The biggest reason why Californians don’t buy health insurance today is that it is too expensive. California already has a blizzard of insurance regulations covering everything from dental anesthesia to in vitro fertilization. These raise the costs of insurance, particularly for the young and healthy, who often choose to go without insurance rather than paying excessive premiums. If Mr. Schwarzenegger only wanted to address the neediest cases, he wouldn’t need to spend $12 billion; he could repeal existing regulations that stood in the way of inexpensive insurance.
But rather than attempting to reduce counterproductive regulations, Governor Schwarzenegger proposes new ones, including a requirement that insurers cover all applicants regardless of whether they are in perfect health or on their death bed. These new regulations will drive insurance costs up even more, requiring either more government subsidies or imposing a greater financial burden on businesses and individuals. Vicious circles, anyone?
Then, of course, there are the economic costs. The nonpartisan Taxpayers Foundation reports that California’s state and local tax burden is the 15th highest in the nation, and its business climate ranks 45th out of the 50 states. Californians already pay $4,451 per capita in state and local taxes. As the Chronicle reported in December, tens of thousands of Californians are fleeing the state every year to escape the tax burden.
To raise $12 billion in additional revenues, Schwarzenegger would have to enact a variety of new taxes, including taxes on health care providers and businesses. In addition, his plan would require every business with 10 or more employees to provide its workers with health insurance or pay a four percent payroll tax. Such a requirement simply increases the cost of hiring workers, so employers will inevitably hire fewer of them. (Imagine a nine-employee company trying to decide whether to hire a tenth).
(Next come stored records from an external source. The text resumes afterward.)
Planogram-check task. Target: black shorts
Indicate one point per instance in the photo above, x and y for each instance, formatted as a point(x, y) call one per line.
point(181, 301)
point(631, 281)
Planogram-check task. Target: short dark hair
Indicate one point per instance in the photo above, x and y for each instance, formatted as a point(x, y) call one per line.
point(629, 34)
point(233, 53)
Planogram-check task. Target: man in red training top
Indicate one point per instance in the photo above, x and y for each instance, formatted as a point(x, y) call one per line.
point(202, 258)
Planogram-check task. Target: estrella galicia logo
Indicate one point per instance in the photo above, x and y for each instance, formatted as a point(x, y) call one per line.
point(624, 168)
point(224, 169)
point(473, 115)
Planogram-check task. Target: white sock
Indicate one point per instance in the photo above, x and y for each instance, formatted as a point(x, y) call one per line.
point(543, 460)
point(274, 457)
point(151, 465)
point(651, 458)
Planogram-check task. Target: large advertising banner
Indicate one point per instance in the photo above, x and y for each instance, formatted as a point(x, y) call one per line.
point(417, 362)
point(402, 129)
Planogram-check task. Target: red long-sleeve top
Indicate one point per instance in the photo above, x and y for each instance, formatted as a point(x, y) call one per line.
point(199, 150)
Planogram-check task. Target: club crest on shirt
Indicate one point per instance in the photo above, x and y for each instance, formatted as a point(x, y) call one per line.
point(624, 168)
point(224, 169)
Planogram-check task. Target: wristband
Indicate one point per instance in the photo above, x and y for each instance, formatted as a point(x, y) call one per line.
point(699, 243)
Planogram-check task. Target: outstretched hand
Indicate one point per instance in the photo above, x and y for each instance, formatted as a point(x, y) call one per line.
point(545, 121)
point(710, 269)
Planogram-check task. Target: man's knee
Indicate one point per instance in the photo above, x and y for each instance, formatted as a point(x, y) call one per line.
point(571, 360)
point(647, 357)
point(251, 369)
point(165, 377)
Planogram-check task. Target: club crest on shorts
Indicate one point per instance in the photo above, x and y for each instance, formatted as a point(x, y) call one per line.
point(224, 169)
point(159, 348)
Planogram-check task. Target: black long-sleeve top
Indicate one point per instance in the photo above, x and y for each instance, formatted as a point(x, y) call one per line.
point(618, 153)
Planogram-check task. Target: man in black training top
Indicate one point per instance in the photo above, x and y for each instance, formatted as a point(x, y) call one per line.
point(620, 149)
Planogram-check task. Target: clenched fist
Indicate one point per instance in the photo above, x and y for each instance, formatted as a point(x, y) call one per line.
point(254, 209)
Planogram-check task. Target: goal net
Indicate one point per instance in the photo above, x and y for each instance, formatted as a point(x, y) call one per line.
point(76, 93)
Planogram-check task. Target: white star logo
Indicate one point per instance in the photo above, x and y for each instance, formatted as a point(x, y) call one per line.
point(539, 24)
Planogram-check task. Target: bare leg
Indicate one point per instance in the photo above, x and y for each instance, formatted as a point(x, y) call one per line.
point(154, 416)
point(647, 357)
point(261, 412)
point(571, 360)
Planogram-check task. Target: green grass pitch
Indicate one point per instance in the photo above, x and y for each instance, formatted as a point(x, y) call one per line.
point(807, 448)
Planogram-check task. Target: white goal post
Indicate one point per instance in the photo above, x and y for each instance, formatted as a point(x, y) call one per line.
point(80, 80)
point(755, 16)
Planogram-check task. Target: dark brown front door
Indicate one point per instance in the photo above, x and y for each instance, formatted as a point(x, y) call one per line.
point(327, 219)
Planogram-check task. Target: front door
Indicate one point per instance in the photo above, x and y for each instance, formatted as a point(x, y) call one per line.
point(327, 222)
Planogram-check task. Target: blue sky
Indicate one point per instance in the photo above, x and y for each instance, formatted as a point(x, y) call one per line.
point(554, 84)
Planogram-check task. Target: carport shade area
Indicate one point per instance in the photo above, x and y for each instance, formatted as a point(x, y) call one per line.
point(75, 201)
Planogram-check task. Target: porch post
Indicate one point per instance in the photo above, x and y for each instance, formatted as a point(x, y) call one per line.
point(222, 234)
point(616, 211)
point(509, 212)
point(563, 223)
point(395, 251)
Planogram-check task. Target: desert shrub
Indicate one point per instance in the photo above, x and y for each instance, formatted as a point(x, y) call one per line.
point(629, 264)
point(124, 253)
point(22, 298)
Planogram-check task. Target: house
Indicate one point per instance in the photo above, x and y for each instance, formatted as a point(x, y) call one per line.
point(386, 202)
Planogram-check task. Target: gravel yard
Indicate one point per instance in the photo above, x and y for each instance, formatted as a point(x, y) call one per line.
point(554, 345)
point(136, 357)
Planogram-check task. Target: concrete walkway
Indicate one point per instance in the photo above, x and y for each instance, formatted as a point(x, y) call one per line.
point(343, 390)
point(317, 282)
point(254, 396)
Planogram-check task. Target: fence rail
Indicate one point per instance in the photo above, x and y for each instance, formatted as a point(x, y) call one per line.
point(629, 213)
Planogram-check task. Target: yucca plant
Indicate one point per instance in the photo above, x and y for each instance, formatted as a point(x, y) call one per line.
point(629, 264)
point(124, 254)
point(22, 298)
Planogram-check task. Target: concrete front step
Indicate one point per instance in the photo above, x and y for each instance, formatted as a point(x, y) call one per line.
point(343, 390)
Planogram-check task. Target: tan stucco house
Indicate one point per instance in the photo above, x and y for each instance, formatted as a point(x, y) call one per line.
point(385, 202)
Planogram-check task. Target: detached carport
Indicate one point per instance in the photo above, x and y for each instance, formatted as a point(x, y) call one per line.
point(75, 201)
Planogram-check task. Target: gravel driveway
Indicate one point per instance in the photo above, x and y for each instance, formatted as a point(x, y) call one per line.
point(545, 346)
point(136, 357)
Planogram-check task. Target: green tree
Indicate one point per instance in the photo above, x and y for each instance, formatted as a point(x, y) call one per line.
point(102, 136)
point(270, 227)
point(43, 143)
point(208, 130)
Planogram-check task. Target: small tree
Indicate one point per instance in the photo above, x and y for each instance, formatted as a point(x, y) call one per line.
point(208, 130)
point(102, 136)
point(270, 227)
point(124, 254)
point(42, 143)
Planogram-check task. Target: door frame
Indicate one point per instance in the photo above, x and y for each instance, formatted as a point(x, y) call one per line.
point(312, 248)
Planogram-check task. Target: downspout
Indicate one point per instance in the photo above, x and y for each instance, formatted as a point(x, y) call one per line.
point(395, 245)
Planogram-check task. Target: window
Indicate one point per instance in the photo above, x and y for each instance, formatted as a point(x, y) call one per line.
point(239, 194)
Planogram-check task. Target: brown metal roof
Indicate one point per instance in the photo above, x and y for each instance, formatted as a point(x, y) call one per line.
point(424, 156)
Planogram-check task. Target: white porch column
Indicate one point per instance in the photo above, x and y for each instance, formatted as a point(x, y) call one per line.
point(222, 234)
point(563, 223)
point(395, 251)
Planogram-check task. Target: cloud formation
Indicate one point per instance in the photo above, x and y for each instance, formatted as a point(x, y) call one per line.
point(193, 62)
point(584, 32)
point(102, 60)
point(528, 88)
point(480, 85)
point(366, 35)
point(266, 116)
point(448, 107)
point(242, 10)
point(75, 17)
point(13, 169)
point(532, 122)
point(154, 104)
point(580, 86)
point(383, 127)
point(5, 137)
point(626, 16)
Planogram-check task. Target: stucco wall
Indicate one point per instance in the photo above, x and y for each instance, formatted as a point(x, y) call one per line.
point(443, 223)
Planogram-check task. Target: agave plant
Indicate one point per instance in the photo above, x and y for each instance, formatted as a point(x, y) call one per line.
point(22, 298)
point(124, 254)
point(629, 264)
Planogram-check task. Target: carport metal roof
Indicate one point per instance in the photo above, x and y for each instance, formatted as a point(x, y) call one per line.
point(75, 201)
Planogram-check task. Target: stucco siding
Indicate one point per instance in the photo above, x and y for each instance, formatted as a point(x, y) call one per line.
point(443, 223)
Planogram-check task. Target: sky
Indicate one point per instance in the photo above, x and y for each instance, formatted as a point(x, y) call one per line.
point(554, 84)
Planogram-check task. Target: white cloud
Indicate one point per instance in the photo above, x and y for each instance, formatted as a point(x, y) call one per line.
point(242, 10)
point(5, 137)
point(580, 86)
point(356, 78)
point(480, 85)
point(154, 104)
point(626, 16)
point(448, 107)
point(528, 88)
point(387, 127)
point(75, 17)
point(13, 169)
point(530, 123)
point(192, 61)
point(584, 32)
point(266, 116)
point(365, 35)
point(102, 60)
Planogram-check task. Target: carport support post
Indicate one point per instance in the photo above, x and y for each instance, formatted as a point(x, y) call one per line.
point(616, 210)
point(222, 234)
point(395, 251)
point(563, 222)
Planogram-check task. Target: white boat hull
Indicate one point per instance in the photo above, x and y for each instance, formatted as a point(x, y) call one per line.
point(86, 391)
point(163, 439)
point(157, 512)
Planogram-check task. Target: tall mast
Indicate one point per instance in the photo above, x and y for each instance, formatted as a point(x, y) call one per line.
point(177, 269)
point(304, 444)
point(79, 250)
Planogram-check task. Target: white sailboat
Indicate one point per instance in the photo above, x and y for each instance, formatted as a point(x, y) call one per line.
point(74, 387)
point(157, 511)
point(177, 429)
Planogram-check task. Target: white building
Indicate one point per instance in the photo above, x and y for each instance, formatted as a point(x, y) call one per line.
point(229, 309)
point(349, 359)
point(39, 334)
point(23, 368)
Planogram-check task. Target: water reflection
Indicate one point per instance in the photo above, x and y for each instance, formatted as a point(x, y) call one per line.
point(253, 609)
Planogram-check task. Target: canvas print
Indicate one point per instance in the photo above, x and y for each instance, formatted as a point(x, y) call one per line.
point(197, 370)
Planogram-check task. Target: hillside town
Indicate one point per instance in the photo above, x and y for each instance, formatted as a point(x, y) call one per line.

Some firms will offset their costs by reducing wages or wage increases, and others may even be forced to lay off current employees. California’s business taxes are already the highest in the West. Governor Schwarzenegger’s plan will only make this worse.
Even if these additional costs to employers were worth it, beneath the romantic rhetoric on which they are based lies the reality that they could be harmful even for the individuals who still got pay raises. Schwarzenegger’s individual mandate would open the door to widespread regulation of the health care industry and political interference in personal health care decisions.
To cure what ails Californians, we must shift the debate away from a single-minded focus on expanding coverage to the bigger question of how to reduce costs and improve quality. That means introducing market mechanisms and giving consumers control of their health care decisions. And that will, in turn, increase coverage and reduce free ridership.